Die Via Cavalieri del Santo Sepolcro im Zentrum von Mailand wurde nach dem Zweiten Weltkrieg angelegt, nachdem die Manera-Kasernen wieder in ein religiöses Gebäude umfunktioniert worden waren. Die neue Straße durchquert den ehemaligen Bereich der Obstgärten der Adelspaläste aus dem 18. Jahrhundert, die noch immer zur Via Pontaccio hin ausgerichtet sind. Entlang der neuen Straße befinden sich drei Gebäude von BBPR, Caccia Dominioni und Luigi Vietti (1903–1998), die die Ambiguität zwischen Natur und Stadt, Stadtblock und isoliertem Element auf unterschiedliche Weise zum Ausdruck bringen. Insbesondere das von Vietti geplante Bürogebäude definiert die Ecke der neuen Straße mit der historischen Via San Simpliciano, aber es erreicht dies, indem es wie ein autonomes Element wirkt, das sich von den Nachbargebäuden ablöst, obwohl es diese in präziser Ausrichtung fortsetzt.

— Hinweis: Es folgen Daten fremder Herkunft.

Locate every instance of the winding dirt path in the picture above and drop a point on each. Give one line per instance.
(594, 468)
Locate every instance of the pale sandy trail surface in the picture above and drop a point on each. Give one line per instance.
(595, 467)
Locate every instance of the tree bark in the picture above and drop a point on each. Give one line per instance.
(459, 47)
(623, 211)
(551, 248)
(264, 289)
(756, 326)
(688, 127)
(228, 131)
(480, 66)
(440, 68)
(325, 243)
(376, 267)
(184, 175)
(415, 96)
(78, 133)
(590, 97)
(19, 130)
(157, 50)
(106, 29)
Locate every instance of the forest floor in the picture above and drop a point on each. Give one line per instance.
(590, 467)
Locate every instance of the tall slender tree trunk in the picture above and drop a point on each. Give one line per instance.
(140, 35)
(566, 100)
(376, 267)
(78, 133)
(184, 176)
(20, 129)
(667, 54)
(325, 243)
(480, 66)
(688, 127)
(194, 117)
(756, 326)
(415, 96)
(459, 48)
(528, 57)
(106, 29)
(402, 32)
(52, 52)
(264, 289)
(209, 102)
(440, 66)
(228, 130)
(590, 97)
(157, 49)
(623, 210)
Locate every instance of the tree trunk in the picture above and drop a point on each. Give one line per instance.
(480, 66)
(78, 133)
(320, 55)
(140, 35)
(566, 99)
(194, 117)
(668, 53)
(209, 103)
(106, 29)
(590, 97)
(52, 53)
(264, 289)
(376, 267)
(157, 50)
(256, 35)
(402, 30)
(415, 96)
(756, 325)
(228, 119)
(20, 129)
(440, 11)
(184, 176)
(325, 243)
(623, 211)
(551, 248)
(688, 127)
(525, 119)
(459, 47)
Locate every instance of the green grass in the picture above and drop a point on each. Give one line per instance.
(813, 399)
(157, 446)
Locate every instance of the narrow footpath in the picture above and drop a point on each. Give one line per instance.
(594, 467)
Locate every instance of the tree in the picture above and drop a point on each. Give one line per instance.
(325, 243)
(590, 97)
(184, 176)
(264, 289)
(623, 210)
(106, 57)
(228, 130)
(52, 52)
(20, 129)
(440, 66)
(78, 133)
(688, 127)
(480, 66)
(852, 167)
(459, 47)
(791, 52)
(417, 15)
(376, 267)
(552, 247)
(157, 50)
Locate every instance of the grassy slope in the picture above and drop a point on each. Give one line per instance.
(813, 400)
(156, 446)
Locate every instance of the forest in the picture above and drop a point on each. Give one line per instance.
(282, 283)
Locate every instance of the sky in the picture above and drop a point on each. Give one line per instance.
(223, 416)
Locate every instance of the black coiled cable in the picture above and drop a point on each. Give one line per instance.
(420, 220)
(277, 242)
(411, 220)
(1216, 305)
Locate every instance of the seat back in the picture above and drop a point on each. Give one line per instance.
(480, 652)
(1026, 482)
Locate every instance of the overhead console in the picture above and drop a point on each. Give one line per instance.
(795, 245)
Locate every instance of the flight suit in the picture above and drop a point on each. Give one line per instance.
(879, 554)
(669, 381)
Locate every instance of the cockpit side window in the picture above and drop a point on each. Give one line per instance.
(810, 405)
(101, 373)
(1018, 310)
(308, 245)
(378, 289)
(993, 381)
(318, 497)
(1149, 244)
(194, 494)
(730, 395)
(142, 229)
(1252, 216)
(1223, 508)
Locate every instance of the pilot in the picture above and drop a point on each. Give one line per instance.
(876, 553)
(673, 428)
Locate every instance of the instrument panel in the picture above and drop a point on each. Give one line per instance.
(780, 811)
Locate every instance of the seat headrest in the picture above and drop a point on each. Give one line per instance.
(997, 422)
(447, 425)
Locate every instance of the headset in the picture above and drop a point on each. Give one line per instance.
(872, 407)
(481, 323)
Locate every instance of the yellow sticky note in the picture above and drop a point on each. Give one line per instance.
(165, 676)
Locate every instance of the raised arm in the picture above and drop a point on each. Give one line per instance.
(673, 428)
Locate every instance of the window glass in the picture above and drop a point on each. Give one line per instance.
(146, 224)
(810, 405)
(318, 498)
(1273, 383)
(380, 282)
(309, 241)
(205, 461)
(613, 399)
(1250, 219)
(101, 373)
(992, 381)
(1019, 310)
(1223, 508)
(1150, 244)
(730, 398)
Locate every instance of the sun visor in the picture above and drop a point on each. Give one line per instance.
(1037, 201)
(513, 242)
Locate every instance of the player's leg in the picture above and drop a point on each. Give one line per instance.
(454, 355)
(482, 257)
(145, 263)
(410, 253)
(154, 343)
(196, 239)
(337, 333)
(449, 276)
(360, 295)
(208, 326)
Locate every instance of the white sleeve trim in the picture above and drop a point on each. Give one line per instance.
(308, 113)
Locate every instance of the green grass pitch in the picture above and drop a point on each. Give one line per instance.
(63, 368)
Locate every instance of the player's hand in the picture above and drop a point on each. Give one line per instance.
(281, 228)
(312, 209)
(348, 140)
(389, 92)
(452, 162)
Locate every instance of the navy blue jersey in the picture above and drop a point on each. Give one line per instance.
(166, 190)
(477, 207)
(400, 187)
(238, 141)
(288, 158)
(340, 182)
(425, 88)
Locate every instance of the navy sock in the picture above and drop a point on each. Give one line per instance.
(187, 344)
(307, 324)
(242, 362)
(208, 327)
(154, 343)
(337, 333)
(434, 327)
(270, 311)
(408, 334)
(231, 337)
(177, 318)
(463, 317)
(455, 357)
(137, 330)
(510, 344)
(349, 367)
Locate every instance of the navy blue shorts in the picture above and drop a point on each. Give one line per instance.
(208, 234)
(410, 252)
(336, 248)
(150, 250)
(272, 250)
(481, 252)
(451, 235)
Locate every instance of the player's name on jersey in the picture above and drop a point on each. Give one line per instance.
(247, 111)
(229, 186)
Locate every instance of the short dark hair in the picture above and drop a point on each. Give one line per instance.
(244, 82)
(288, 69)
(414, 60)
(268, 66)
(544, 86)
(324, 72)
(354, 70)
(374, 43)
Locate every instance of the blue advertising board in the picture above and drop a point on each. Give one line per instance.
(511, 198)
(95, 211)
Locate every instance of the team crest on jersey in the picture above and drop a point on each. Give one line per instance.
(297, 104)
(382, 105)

Das Volumen wird aufgrund seiner Kompaktheit und der Wiederholung seiner Einzelelemente als einheitliches Objekt definiert, aber insgesamt bestimmt es eine Vielzahl von Maßstäben, die dadurch gekennzeichnet sind, dass jede Fassade als einem eigenen Gebäude zugehörig lesbar wird. Das Dach definiert dagegen jede Fassade mit den großen Ecken mit der Autonomie, die Einzelgebäude haben würden.
Die Fassade führt innerhalb der Regelmäßigkeit von Modulen Variationen ein, die sowohl mit der Beziehung zur Straße auf der einen Seite als auch zum Garten auf der anderen Seite zusammenhängen. Außerdem entsteht eine klassische Proportion zwischen dem Sockel mit den riesigen Pfeilern und dem oberen Teil aus schlanken, sich überlappenden und eigenständigen Pfeilern, die durch die doppelten horizontalen Bänder, welche die Vertikalität unterbrechen, betont werden. Die Fassade wird also durch eine Reihe von vertikalen Elementen mehrdeutig definiert und durch das Verhältnis zwischen blickdichten horizontalen und transparenten vertikalen Teilen zur Reihung von klassischen Fenstern. Die abstrakte moderne Formensprache einer entschieden durchgehenden Fassade wird kombiniert mit dem traditionell anmutenden materiellen Ausdruck der gehämmerten Verkleidung aus rotem Veroneser Marmor, den opaken Teilen aus dunklem Holz, der figurativen Präsenz des auskragenden Daches, dem ländlichen Charakter der Terrassen und Loggien in ihrer raffinierten Einfachheit, die sich gegen das Volumen zum Garten hin lehnen.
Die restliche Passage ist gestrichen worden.